QUOTE (krabapple @ May 5 2009, 12:36)

A conference paper by Zielinski fleshed the ideas in the AES presentation out, and is available online
http://www.surrey.ac.uk/soundrec/ias/papers/Zielinski.pdfThe work was also published in JAES last year, as
S. Zielinski., F. Rumsey, and S. Bech. On Some Biases Encountered in Modern Audio Quality Listening Tests - A Review. J. Audio Eng. Soc. Vol. 56, 6, pp. 427-451 (June 2008).

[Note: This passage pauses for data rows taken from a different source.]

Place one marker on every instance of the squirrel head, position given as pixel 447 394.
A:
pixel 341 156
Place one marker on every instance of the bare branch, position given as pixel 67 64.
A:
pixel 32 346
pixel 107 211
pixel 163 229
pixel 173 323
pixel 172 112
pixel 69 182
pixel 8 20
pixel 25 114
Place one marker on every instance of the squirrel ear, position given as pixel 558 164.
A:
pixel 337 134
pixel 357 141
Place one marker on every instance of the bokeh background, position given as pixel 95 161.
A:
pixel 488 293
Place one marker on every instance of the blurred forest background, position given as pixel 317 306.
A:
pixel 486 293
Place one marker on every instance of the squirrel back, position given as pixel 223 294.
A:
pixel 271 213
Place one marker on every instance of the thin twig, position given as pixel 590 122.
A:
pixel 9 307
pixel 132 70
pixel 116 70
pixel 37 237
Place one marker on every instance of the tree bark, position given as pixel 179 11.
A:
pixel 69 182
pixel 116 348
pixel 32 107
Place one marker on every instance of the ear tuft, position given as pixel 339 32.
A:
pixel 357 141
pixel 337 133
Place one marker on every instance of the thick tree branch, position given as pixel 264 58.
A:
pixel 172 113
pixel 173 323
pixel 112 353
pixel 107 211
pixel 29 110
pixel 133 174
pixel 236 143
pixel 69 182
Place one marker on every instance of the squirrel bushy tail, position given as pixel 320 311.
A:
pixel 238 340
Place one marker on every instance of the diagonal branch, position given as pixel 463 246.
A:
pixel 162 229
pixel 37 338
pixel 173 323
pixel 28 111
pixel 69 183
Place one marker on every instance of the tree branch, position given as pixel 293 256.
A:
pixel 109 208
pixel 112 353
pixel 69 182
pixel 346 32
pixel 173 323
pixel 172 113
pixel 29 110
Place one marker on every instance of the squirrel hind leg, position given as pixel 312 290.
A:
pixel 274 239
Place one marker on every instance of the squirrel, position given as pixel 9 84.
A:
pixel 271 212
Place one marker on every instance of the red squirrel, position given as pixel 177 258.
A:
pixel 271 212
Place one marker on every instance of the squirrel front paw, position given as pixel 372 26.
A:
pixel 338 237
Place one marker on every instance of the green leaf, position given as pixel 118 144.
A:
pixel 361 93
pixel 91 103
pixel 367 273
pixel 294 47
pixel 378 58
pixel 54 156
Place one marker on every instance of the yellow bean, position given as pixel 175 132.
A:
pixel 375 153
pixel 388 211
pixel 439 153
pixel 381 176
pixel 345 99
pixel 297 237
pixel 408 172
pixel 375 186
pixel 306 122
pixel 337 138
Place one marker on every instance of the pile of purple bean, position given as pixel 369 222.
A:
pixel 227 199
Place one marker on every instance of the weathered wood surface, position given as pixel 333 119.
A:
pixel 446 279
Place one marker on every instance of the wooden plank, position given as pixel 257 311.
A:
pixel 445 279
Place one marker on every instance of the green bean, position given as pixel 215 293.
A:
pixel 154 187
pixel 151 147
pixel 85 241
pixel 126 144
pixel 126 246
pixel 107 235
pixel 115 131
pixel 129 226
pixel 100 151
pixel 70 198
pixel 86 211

An intesting and it seems an insightful paper. This jumped out at me:
"It was shown that hedonic judgments (related to pleasantness) may introduce more bias to the results of audio quality listening tests than sensory judgments. Consequently, hedonic judgments should be avoided in audio listening tests if possible. For instance, the participants could be asked to evaluate sound character or audio fidelity (trueness with respect to a reference) rather than how much they like, dislike, prefer or desire certain audio stimuli."
Also:
"One may argue that the two currently most popular methods for evaluation of audio quality [8], [9] are free from the aforementioned biases, as they use an emotion-free definition of audio quality which is substantially different from the definitions quoted above. According to both standards, the basic audio quality is defined as a single, global attribute used to judge any and all detected differences between the reference and the object. This definition does not make any references to the “satisfaction”, “adequacy” or “desired nature” of a sound but to the perceptual “difference” between the audio reference and the object under evaluation. Since the perceptual “difference” can be considered as an emotion-free attribute, one could conclude that in these two standardised methods there is no place for any hedonic judgments. However, a close examination of the grading scales used in these standard techniques reveals that this conclusion is flawed. According to the ITU-R BS. 1116 recommendation, a 5-point impairment scale should be used in listening tests involving small audio quality impairments [8]. It can be seen in Fig. 2 that the two ends of the scale do not contain bipolar labels, as the top end of the scale is concerned with imperceptibility of impairments whereas the middle and bottom parts of the scale are used to represent different levels of annoyance. In other words, this scale can be described as a “hybrid”, combining two different perceptual constructs at two ends of the scale; perceivability at the top and annoyance at the bottom. Since the “annoyance” construct is directly related to disliking, it can be inferred that the middle and bottom part of the scale will involve a substantial proportion of hedonic judgments. Hence, all the biases discussed in the previous section can potentially affect the results obtained using the ITU-R BS. 1116 recommended method."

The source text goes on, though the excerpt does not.